For every couple, the process is completely unique and that's part of what makes your wedding date so special to you. I hope that by sharing some planner insight — as well as my experience as a real Groom— I can help you find the perfect time to say "I do."
Step #1: Take the weather into account.
The basics: The most popular months to get married are June, September, and October and it's no surprise why — the weather is absolutely beautiful in early summer and fall. In general, you can plan for weather based on past records and standards, but always remember to continue to track it throughout your planning process as well.
I've planned weddings where we've encountered some unseasonably strange weather — those of you who live in Tennessee remember that December/January Cold wave we had! — and the best way to deal with it is to add some cushion in your budget for items like throws or heaters. Think about your guests and their comfort level.
Step #2: Consider all the factors of an off-season date.
The basics: Getting married in January or March might help cut your rental venue fee down but you have to be prepared to make sacrifices in other areas. For example, let's say that peonies are your absolute favorite flower and you can't imagine having a bouquet with anything else. Depending on the time of year, it may be hard (if not impossible) for your florist to find them at a price that fits your budget. (In general, off-season flowers are incredibly expensive.)
The same concept applies for Friday vs.
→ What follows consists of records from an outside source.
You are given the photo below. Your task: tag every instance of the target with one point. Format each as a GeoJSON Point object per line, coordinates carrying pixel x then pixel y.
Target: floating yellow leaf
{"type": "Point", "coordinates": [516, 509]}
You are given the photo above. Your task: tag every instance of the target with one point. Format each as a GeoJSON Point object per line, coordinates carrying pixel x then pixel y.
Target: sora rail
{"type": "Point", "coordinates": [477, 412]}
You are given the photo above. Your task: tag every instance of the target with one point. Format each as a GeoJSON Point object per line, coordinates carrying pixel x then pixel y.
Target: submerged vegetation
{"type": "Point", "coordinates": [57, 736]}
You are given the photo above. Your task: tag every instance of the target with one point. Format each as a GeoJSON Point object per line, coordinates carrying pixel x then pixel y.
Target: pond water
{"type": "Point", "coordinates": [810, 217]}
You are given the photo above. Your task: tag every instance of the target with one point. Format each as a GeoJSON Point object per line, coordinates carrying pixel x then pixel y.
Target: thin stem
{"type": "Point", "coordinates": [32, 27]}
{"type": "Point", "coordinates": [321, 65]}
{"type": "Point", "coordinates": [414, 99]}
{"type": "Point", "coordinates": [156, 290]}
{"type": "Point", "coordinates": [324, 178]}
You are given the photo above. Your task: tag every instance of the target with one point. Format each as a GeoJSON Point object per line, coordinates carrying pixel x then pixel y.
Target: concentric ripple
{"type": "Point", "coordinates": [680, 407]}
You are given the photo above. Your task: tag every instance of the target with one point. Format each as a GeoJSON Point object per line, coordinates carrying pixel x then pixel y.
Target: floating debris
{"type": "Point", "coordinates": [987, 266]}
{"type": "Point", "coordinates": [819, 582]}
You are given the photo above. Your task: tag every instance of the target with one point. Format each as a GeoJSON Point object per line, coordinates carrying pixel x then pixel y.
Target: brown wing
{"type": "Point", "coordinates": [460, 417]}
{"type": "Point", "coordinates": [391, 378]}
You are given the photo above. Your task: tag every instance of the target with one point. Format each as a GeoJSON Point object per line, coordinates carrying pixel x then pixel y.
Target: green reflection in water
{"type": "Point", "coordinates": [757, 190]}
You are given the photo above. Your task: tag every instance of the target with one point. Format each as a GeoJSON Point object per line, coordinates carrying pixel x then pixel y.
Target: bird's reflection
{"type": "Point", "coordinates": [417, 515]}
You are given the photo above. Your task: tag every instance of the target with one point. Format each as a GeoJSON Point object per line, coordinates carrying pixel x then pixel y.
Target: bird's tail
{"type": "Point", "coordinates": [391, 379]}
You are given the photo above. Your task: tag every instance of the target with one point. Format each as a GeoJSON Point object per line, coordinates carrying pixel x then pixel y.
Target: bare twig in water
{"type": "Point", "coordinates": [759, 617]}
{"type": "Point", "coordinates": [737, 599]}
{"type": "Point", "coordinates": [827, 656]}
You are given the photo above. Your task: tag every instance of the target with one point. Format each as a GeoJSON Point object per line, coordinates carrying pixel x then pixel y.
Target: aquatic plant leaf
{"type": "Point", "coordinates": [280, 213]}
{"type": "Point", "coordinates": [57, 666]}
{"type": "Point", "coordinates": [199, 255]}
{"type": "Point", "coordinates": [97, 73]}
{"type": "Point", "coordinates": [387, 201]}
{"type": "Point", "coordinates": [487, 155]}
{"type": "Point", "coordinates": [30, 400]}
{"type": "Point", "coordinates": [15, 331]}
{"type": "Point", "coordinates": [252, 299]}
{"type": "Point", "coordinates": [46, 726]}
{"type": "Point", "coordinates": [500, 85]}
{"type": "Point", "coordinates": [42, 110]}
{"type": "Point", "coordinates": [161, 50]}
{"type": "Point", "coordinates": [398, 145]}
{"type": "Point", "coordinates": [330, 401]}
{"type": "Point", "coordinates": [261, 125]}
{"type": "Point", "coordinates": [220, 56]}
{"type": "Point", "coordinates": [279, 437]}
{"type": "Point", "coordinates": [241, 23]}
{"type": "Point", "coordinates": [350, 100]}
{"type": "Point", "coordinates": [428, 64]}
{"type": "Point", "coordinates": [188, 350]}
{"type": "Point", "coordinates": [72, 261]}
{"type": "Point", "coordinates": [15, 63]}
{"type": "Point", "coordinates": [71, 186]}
Saturday weddings. Although a venue might be able to give you a break on their minimums for a Friday reception, be aware that the rest of your wedding vendors might not be able to.
Step #3: Think twice before getting married on a major holiday.
The basics: In addition to Christmas, Valentine's Day and New Year's Eve, you may also want to reconsider tying the knot on religious holidays, event weekends (depending on your location), major sporting events, Father's Day and other holidays of this nature, and September 11th.
Although holiday weddings can be super fun and festive, your wedding date is something you want to celebrate for years to come because of the meaning behind it. with holidays weddings. For example, the price of roses during Valentine's Day is unbelievable, so having them at your big day could really put a dent in your overall budget.
But perhaps the biggest factor to consider is your guests. As much as they love you, do they really want to spend a major holiday celebrating you instead of being able to celebrate them? Yes, your wedding is about the two of you, but you also want to make it an event that your guests are excited about and can afford to attend. Hotels, flights and car rentals can all get very expensive, especially during a holiday weekend.
Step #4: Give yourself plenty of time and don't rush it!
The moral of the story is to make sure you give yourself enough time to plan for the things that are truly important to you, whether it's incorporating lace from your mom's dress to use in your own gown or getting hand-crafted favors from your favorite travel destination.